Though a victory over a top-10 foe is special to all participants, Saturday’s win over USC felt especially sweet to a few members of the Cardinal who grew up in Southern California.
Junior guard David Bright, who saw extensive action as an extra lineman in the win, attended Mater Dei High School in Orange County, one of the hotbeds of talent that feeds the USC pipeline.
“It was a great experience, probably honestly one of the best days of my life so far,” Bright said. “I just loved it and enjoyed it, and to be able to do that in front of my friends and my family down there and carry that win with me until next year is awesome.”
Kyle Murphy, who went to San Clemente High School in Orange County, faced three former classmates on USC’s roster. Like nearly every Southern California football player, he also grew up following USC football.
“Obviously that’s a huge game every year, especially going down to the Coliseum,” Murphy added. “They’re always a great team – year in and year out one of the most talented teams in the country.

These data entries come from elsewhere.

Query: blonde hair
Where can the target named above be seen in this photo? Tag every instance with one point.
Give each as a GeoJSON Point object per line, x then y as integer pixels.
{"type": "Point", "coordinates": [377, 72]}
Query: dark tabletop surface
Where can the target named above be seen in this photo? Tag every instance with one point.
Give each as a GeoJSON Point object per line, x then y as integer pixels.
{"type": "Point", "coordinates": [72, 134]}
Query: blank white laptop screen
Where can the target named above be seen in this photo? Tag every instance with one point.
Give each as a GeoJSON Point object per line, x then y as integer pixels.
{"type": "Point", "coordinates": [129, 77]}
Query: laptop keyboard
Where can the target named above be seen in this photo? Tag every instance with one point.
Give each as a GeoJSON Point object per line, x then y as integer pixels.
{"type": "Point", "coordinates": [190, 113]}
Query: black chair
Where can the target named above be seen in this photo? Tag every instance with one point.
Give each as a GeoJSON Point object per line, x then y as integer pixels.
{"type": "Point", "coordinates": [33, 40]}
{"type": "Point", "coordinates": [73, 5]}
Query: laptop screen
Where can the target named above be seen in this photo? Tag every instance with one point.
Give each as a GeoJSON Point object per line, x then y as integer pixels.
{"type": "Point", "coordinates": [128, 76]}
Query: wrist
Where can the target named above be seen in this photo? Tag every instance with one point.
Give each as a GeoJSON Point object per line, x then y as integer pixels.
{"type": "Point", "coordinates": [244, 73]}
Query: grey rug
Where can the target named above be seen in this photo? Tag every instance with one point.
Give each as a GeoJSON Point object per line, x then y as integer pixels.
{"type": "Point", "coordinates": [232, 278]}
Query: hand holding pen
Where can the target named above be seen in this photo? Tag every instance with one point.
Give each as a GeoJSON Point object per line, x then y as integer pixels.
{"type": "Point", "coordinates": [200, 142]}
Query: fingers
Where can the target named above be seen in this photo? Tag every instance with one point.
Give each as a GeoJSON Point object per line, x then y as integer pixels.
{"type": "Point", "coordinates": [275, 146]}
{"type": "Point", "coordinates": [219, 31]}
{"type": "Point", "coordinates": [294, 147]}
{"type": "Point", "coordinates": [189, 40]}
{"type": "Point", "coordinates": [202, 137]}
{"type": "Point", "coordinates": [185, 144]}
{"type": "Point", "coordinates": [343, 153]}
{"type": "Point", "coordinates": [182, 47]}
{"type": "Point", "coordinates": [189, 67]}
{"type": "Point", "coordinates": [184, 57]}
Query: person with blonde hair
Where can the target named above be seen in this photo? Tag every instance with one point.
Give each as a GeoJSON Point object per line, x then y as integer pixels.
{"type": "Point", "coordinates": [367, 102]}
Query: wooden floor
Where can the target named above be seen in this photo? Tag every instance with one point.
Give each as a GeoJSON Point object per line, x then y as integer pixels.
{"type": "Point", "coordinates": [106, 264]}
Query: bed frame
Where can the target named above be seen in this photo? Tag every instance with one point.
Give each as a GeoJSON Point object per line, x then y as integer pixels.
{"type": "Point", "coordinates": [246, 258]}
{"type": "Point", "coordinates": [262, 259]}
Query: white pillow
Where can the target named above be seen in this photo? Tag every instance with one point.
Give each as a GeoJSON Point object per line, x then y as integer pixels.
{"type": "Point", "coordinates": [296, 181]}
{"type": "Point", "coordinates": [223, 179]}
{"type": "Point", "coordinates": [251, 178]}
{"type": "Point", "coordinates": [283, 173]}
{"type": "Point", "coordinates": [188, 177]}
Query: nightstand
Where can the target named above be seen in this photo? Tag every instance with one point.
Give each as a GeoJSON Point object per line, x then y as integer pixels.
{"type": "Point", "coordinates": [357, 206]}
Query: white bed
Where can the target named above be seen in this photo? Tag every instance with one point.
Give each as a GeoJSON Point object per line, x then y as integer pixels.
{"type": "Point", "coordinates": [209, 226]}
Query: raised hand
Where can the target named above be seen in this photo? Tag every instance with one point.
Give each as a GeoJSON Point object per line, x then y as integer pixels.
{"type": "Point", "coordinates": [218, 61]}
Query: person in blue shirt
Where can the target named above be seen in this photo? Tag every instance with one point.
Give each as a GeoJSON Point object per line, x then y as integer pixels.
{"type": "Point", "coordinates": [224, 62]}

“Particularly being from SoCal I kind of grew up a USC fan – most people down there do especially because there’s no pro team down in Los Angeles. That was a huge win in front of tons of family and friends and just in front of the whole scene of the Coliseum with the people and the torch.”
Senior safety Kodi Whitfield not only faced three former teammates from Loyola High School, but he also directly matched up with several friends who lined up at receiver. Of the 18 receivers on USC’s roster, 14 went to high school in Southern California.
“It’s huge. It’s always huge to play down in LA specifically,” Whitfield said. “It’s funny because the Coliseum is probably ten minutes tops from my high school, because you can just go straight down Venice. But knowing all those guys too, sure there’s some innocent trash talk going back and forth, but to come out on top against the hometown team just feels great.”
“I knew a couple of the receivers too so even getting those 1-on-1 matchups was stressful cause I was like, ‘This is all my trash talk on the line.’”
Of course, the danger of an emotional win lies in focusing on it for too long. Whitfield acknowledged the need to move past the win and focus on the next opponent.
“The biggest thing is we can’t let that win be too big in our mind,” he said. “You have to attack each week with the same focus. You don’t want to win games that people say you’re not going to win and think it’s your Super Bowl.
“This week we came out focusing on Oregon State, but really the biggest thing is to play our best football each week no matter who’s in front of us.”
Stanford faces Oregon State at 7:30 p.m. this Friday on Fox Sports 1.